Bir anı biriktirme fırsatı olarak korona tatili

Gülsüm Mehdiyev / Kırklareli Üniversitesi
21.03.2020

Bir ebeveynin çocuğa bırakacağı en önemli miras anılardır. Bu süreç anılar biriktirmek için, çocuklardaki ihmalin izlerini silmek için, ertelediklerimiz ve telafi etmek istediklerimiz için ve aile olmak için çok iyi bir fırsat olabilir.

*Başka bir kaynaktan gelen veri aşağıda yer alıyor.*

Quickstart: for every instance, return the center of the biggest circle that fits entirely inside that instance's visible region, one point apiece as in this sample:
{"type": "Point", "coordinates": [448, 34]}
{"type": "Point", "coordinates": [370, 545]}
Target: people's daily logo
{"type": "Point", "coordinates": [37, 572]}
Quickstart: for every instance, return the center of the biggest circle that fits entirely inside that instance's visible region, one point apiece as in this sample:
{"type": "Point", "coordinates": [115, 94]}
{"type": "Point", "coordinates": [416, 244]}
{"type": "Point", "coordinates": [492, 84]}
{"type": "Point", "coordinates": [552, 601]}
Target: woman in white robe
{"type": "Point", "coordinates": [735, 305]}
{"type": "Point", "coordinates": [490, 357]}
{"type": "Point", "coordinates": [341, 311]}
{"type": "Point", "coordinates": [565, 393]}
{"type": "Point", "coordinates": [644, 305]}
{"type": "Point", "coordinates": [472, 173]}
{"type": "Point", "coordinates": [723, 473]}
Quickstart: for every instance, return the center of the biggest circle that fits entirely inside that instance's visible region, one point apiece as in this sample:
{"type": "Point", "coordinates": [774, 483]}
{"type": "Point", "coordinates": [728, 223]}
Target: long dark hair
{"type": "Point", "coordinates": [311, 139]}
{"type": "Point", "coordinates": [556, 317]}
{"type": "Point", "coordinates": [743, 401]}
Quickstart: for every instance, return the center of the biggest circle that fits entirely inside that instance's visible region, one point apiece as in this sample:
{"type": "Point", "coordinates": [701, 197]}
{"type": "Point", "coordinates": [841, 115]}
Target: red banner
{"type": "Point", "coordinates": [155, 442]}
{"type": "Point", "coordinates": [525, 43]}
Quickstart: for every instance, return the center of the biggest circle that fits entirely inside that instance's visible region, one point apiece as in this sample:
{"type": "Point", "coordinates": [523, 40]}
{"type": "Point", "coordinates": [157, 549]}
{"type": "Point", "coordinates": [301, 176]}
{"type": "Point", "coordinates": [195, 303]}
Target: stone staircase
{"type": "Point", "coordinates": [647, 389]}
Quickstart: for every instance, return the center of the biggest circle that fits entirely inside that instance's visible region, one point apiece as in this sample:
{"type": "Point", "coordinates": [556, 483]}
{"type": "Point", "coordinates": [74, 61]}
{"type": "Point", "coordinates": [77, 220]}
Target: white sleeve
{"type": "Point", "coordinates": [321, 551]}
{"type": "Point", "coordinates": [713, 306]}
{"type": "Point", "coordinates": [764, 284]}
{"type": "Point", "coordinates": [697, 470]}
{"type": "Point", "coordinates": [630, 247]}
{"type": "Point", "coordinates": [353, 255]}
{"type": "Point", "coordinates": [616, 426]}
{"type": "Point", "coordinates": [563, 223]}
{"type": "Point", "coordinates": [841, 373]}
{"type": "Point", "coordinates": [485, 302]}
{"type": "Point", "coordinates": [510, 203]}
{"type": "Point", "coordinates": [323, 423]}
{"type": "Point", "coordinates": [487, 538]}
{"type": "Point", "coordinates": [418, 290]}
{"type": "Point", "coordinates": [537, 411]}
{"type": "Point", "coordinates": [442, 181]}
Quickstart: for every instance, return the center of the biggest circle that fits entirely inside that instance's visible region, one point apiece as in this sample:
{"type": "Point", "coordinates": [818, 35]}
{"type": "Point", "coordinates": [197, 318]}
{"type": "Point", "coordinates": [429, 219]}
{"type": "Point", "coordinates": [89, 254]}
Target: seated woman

Bir anı biriktirme fırsatı olarak korona tatili

Dünya baharı hiç bu kadar özlemle beklememişti belki de… İnsanoğlu, son yıllarda ömrü uzatmak için yapılan bilimsel çalışmaların anlamsızlığını, bilimin ve kendisinin acizliğini, ne kadar değil de nasıl yaşaması gerektiğini hiç bu kadar derinden düşünmemişti. İlk kez böylesine küresel boyutta yaşanan bir tehdit ve korku söz konusudur. Bu sefer konu belirli bir bölgeye, belirli bir ırka ya da mültecilere ait değildir. Bugün dünya tarihi topye-kûn bir ölüm kalım mücadelesini kaydetmektedir.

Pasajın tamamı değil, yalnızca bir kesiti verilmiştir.